Although Europe and the US remain the key geographic markets for mobile gaming, Spin3 has recently been pursuing an aggressive growth strategy in Asia.

The Juniper report on mobile gambling claims that the Asia-Pacific region is expected to grow from $647m in 2006 to over $6.7bn by 2011. While these figures look extremely tempting, Zinder maintained that integration of mobile gaming into new foreign markets should not be taken lightly.

“SpinLite is now available in simplified Chinese, and we continue to localise products specific to new markets. Full localisation is essential, but in order to localise a product, you not only have to get the front end to function in specific language, the trickier part is to make sure your back-office complies with the changes, because a huge mess would be created if your database does not support the front-end language.”

Eget subsidiary WinOne recently launched the first real-money scratch card game and mobile, multi-player bingo application. Rufus Miles, vice president of business development for WinOne, claims that mobile players around the world look for responsible gaming solutions, excitement, security - but above all varied entertainment.

Meanwhile, Ongame Network, the world’s largest online poker network, has created what it calls the “ultimate” real money mobile gaming experience. Using patent-pending anti-collusion software, the company’s new mobile solution is now available for real money multi-player gaming against opponents within the entire Ongame Network. Through a range of popular mobile devices, users can hook up to the same online poker tables normally played at from home.

Going truly mobile

While the issues surrounding the future of the mobile gambling sector are complex and varied, it remains clear that mobile users must be considered differently to online users - mobile is not simply an extension of online. “When people go online and place bets, they will go and visit Ladbrokes or Betfair because they really want to go there,” said Puyk. “Mobile users are different. They need to be encouraged and given the incentive to bet.”

At the same time, however, mobile gambling applications need to offer the same high quality experience as their online counterparts.
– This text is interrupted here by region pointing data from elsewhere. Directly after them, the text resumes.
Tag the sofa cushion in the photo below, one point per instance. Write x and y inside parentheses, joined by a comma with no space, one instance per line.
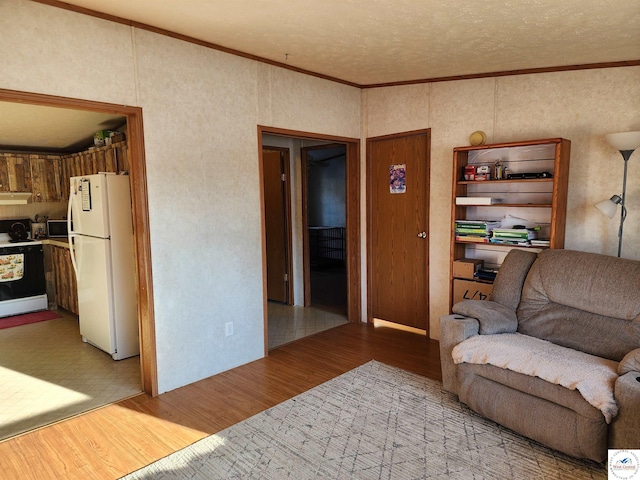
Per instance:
(592,376)
(598,284)
(584,301)
(630,362)
(507,286)
(492,317)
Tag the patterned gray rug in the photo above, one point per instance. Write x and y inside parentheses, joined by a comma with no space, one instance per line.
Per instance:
(373,422)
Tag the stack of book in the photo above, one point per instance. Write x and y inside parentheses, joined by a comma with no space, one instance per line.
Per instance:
(475,231)
(514,236)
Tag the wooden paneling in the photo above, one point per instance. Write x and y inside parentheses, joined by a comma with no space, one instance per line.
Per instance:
(46,178)
(65,280)
(112,441)
(15,172)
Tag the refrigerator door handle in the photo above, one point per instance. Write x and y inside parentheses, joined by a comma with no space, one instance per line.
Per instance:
(71,235)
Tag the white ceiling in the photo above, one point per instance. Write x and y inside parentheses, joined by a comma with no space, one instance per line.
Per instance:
(365,42)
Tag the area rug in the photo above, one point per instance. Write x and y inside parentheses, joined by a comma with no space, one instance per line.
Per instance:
(24,319)
(373,422)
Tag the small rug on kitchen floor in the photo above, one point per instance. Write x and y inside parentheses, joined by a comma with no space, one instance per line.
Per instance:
(24,319)
(372,422)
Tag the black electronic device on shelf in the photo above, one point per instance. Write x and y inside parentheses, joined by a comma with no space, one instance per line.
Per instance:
(528,175)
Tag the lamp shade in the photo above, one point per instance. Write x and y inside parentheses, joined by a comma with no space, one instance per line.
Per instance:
(624,141)
(610,206)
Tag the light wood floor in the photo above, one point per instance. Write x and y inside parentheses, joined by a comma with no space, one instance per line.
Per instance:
(114,440)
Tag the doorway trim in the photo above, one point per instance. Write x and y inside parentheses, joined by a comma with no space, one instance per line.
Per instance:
(286,159)
(354,287)
(139,198)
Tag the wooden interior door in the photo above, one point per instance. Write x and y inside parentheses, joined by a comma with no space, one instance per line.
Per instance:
(276,223)
(398,180)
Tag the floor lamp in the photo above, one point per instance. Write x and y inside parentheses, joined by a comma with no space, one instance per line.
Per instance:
(626,143)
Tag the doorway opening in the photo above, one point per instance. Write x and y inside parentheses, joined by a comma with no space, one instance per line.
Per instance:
(324,238)
(146,363)
(326,221)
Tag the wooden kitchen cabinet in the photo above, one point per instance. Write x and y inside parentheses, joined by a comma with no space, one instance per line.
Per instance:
(66,287)
(110,158)
(15,172)
(46,178)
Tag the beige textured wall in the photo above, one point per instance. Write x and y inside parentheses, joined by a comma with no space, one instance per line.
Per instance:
(201,109)
(581,106)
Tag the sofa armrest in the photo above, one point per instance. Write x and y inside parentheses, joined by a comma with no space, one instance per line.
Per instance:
(453,330)
(625,427)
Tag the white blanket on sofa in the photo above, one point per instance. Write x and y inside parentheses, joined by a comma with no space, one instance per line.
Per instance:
(592,376)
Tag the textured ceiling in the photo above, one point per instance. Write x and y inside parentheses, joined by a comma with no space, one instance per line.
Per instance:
(368,42)
(361,42)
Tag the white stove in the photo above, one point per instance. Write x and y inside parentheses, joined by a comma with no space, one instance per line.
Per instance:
(22,280)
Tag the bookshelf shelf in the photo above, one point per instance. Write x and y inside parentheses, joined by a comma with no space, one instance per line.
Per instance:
(539,200)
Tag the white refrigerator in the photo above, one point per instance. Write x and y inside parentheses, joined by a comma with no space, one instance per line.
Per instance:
(100,225)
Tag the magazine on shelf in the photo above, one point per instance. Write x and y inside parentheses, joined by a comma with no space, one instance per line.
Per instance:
(478,201)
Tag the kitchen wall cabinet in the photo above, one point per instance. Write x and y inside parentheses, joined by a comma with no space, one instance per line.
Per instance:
(110,158)
(15,173)
(535,190)
(46,178)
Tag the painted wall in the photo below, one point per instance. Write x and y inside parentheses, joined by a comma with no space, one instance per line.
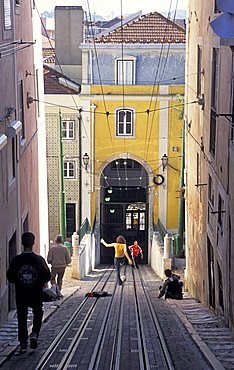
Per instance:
(145,143)
(204,167)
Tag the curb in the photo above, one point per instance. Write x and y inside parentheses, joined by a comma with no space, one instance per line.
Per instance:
(9,350)
(207,353)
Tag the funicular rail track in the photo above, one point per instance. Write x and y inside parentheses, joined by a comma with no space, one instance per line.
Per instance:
(119,331)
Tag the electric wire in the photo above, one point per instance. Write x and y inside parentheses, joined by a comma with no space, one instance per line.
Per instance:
(101,85)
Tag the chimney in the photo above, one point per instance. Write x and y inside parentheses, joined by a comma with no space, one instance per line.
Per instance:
(68,35)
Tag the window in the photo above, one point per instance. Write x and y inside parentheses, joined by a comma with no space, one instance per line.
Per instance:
(214,89)
(210,191)
(199,70)
(25,224)
(125,71)
(68,129)
(198,172)
(124,122)
(220,212)
(123,164)
(7,15)
(21,108)
(11,160)
(69,169)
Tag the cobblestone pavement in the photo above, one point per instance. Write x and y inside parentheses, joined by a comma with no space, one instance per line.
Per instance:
(197,324)
(8,332)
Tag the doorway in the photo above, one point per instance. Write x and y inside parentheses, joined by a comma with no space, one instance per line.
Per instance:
(211,274)
(11,287)
(124,206)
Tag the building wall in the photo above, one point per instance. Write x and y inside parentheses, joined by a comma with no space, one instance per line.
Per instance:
(28,156)
(205,234)
(71,152)
(147,145)
(8,192)
(68,39)
(40,113)
(19,172)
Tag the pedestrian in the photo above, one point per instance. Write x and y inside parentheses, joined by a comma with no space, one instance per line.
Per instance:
(120,252)
(59,257)
(29,272)
(135,250)
(172,286)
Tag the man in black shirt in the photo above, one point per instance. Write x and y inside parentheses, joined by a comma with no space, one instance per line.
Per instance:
(29,272)
(172,286)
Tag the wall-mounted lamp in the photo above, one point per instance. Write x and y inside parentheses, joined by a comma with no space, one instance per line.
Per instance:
(164,160)
(3,141)
(30,100)
(14,128)
(85,161)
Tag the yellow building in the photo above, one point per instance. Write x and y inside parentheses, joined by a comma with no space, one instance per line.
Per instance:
(210,156)
(133,77)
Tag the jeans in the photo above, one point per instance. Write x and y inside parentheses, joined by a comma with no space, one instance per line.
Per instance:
(59,272)
(22,314)
(118,264)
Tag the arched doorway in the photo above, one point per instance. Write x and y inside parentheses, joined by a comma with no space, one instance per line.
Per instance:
(124,205)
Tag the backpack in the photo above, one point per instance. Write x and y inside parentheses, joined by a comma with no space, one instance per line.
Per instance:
(174,290)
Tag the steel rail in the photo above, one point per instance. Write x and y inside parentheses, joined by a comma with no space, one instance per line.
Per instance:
(143,355)
(115,356)
(57,341)
(157,326)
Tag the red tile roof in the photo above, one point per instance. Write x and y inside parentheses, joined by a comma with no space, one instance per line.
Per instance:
(52,84)
(152,28)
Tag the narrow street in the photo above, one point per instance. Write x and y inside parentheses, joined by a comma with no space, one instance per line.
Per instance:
(139,330)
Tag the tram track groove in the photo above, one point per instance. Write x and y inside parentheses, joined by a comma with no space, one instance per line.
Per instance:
(155,321)
(60,337)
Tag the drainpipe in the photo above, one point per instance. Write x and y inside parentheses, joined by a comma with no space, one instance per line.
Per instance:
(181,211)
(80,172)
(62,192)
(93,107)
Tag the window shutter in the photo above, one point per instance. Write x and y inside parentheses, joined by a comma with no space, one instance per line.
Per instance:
(7,15)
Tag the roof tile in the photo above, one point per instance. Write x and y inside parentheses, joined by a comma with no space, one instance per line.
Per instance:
(152,28)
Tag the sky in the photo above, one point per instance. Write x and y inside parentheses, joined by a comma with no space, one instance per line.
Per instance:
(113,7)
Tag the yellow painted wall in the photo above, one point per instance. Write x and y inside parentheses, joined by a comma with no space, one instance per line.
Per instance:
(145,141)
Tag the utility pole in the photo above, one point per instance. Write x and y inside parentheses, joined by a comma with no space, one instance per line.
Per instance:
(62,192)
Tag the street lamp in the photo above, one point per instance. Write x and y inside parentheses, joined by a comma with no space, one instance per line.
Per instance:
(85,159)
(164,160)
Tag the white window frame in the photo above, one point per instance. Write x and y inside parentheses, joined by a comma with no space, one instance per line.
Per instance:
(124,123)
(127,78)
(67,169)
(67,129)
(7,15)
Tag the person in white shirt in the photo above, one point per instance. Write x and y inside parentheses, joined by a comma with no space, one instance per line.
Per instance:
(59,257)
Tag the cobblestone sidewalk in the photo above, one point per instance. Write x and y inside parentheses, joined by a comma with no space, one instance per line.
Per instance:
(8,332)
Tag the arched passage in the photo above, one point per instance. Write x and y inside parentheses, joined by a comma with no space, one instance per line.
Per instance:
(124,205)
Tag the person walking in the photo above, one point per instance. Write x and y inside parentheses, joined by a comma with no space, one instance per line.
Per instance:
(120,252)
(59,257)
(135,250)
(29,272)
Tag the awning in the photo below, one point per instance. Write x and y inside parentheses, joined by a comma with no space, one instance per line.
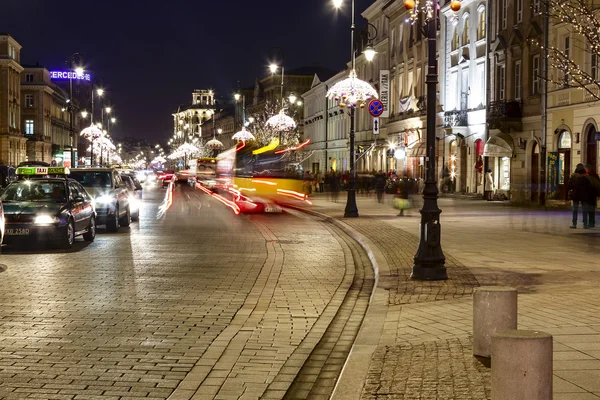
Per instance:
(500,145)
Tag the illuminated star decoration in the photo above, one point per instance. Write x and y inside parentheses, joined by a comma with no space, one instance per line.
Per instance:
(352,92)
(214,144)
(243,135)
(281,122)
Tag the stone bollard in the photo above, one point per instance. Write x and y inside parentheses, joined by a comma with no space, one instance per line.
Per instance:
(494,309)
(521,365)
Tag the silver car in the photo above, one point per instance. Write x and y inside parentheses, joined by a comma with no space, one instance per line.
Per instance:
(110,195)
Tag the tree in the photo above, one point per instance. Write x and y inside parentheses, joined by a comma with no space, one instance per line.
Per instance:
(264,134)
(576,23)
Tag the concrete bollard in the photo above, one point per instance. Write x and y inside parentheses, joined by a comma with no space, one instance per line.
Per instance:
(494,309)
(521,365)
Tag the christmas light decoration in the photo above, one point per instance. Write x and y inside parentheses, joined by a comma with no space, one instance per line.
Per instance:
(352,92)
(243,135)
(281,122)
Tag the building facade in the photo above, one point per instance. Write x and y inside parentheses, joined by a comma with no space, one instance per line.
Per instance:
(44,116)
(12,142)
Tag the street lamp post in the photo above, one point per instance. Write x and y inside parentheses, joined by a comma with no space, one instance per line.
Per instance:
(71,105)
(429,261)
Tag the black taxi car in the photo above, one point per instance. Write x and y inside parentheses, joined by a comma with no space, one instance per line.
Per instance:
(44,205)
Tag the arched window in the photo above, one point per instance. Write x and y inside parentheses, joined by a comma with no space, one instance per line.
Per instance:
(465,38)
(565,140)
(454,44)
(481,22)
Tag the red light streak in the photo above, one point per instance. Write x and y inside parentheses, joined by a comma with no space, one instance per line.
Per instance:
(301,145)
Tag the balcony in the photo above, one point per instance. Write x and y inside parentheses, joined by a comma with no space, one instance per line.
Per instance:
(455,118)
(505,115)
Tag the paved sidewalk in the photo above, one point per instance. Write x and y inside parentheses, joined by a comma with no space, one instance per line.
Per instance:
(416,340)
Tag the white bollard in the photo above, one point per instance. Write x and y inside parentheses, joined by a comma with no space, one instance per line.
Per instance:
(521,365)
(494,309)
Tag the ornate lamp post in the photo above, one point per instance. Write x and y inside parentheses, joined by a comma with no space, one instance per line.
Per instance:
(351,93)
(430,260)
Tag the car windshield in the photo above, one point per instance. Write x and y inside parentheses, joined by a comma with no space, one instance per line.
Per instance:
(34,190)
(92,178)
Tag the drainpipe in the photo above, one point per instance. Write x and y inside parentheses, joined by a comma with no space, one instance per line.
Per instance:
(488,94)
(544,101)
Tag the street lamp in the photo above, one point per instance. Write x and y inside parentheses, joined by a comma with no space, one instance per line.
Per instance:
(351,92)
(430,260)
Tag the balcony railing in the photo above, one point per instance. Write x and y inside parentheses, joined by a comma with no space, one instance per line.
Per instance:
(456,118)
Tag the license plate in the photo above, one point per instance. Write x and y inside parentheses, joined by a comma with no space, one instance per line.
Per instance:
(17,232)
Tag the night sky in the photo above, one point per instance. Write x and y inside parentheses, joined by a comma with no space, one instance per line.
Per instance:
(152,54)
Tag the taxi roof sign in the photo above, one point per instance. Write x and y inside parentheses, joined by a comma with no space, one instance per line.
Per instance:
(31,171)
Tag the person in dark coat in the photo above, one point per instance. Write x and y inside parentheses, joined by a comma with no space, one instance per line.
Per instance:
(593,195)
(579,193)
(380,181)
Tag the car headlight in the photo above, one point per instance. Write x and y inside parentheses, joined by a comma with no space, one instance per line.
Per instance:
(104,199)
(45,219)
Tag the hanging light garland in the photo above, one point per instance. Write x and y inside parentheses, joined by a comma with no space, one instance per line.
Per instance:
(243,135)
(281,122)
(352,92)
(426,8)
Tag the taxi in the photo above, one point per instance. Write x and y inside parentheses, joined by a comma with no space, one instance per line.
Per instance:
(44,205)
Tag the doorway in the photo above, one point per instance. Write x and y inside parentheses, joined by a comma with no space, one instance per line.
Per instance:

Players expect high quality graphics and sounds, making the speed of the application and the speed of mobile data connections critical. Going forward, applications must be programmed in a way that utilises all the technical capabilities of the latest mobile phones.

A degree of contention still surrounds the pace of future growth in the mobile sector. Interestingly, Miles says that too much importance is placed on this issue, and that companies need time to position themselves in order for them to realise their full potential.